Chapter Five
Danika
Danika knows, of course.
The moment she sees the girl Cami is paired with, Danika knows it’s Kim’s daughter. Bella. She has the same face shape, and the way she hunches her shoulders as she listens to the coach is exactly like Cami. It’s disconcerting, and more than that—it’s throwing everything Kim said front and centre in her mind.
But she still can’t confront it and what it means. She shies away from it, forces her thoughts onto what she’ll cook for dinner tonight and what she’ll get her dad for his birthday, because mentally debating plants and shirts and car-cleaning kits means she doesn’t have to think about the kid on the soccer field who looks so like Cami—and the reason for that.
But as Cami and Bella run across in front of her, it’s like seeing a mirror that shows only the truth.
The girls are obviously enjoying playing with each other, and at the end of the exercise, they exchange big grins.
Danika’s eyes burn with unshed tears. Is Kim actually correct? She touches her temples with her fingertips as if she can pull the truth out in silver skeins. She glances over her shoulder to where Kim sits. The line fromCasablancaabout all the gin joints in all the towns leaps into her head. Except this isn’t hergin joint any more than it’s Kim’s. It’s just bad luck they both have soccer-mad girls, and the best holiday soccer school is this one.
She’s been on a knife-edge ever since she turned around in the café to find Kim behind her, staring at her with a stunned look on her face. As she walked away, her hand shook so much the coffee slopped out of the mug onto her jeans.
Danika gets up. Sitting here with her thoughts skewering her brain is killing her. She glances at her phone. Only another thirty minutes to go. She pockets her phone and sets off on a walk around the outside of the field.
“Did you enjoy yourself?” Danika checks on Cami in the rearview mirror. She’s quiet and staring out the window. Tired, probably.
“Yeah, it was awesome. Did you watch me?” Cami asks.
“I did. Sylvie, too. Both of you were fantastic.”
“I loved playing with different kids,” Sylvie says. “But my partner was Cal, and he trod on my toes and said girls can’t play soccer.”
“He’s wrong,” Danika says. “I saw you wiggle past him like greased lightning.”
Sylvie giggles. “Yeah!”
“Who were you playing with, Cami?” Danika asks. She grips the steering wheel tighter and forces herself to concentrate on the road, rather than watching her daughter in the rearview mirror.
“Bella. She’s cool. I like her.”
“Where does she live?” Danika waits for the answer although she’s sure she knows already.
“Dunno. By the beach somewhere. What’s for dinner?”
“Spag bol,” Danika says. The air whistles out of her nose, and her fingers loosen their grip. Of course Cami wouldn’t think to question why she looks like Bella—kids don’t think like that. And she’s sure Kim wouldn’t have said anything to Bella—why would a mother make her daughter question everything she’d ever known? She wouldn’t. She turns the radio on to drown out the questions in her head.
Danika gets to soccer school ten minutes early the next morning. The kids run off to the clubhouse. Danika looks around and spots a mum she talked with yesterday. Andi lives locally, and her stepdaughter, Noa, plays at this club. Andi seems impervious to the cold—she’s wearing a shirt with the sleeves rolled to her elbows. A complicated black tattoo winds down to her wrist. She’s not staying today, she says, but her partner Sarah will be here late morning.
Danika knows when Kim arrives. There’s a change in the air, a subtle vibration, as if Danika is now attuned to Kim. Or maybe it’s fear; the prey sensing the predator.
Kim glances her way, then looks away quickly and goes to sit halfway up the stand, where she sat the day before.
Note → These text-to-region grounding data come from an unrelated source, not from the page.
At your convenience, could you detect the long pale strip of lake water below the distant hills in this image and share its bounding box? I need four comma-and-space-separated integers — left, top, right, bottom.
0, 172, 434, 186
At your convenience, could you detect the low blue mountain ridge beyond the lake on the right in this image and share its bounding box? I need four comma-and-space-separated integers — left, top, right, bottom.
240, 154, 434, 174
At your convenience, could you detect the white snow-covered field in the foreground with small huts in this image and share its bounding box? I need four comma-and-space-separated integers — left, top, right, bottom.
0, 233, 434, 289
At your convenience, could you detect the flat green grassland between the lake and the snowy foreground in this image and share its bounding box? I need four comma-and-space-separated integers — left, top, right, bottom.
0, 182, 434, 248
Danika bites her lip. Last night, lying awake staring out of the window at the sparse branches of the pink ash, it had seemed insurmountable. In the shower this morning, it had become so obvious. But it’s one thing to decide what to do; it’s quite another to actually do it.
She waits until the kids have come out of the clubhouse and paired, this time for a tag-team competition of footwork drills. Cami is paired with Bella again, and she wonders if it’s coincidence or if the kids requested it.
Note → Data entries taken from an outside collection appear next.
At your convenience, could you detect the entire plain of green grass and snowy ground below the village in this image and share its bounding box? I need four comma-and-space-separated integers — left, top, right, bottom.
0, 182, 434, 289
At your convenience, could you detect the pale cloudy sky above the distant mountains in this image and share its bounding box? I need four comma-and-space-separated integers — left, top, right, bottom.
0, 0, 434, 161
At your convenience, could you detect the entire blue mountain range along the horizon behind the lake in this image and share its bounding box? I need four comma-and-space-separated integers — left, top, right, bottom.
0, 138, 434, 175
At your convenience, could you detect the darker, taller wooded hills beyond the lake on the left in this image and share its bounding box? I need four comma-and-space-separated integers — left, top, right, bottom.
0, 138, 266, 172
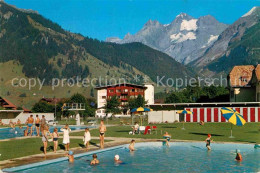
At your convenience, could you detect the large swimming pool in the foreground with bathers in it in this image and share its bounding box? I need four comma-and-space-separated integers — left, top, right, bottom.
4, 142, 260, 173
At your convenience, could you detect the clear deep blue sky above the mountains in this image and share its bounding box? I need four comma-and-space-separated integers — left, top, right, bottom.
5, 0, 260, 40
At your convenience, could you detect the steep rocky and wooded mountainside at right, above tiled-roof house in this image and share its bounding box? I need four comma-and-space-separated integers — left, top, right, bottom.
190, 7, 260, 76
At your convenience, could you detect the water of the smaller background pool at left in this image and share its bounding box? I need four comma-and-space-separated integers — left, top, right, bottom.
0, 126, 91, 139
Then, when she’s sure Cami won’t be giving her a single thought, she stands and climbs up the stand to where Kim is sitting.
Kim is alone, leaning back, staring out at the kids on the pitch. Does she know her daughter is paired with Cami? Probably. Kim seems to know many things. She holds so much knowledge—and Danika’s peace of mind—in her hands.
Danika stops a short distance away. Her heart pounds in her throat, and nausea roils in her stomach. How should she approach Kim? After their previous meeting, she can hardly plop down on the bench next to her with a breezy hello and a comment about how cold it is.
Kim glances across. Her lips tremble, then she looks away, back to the kids.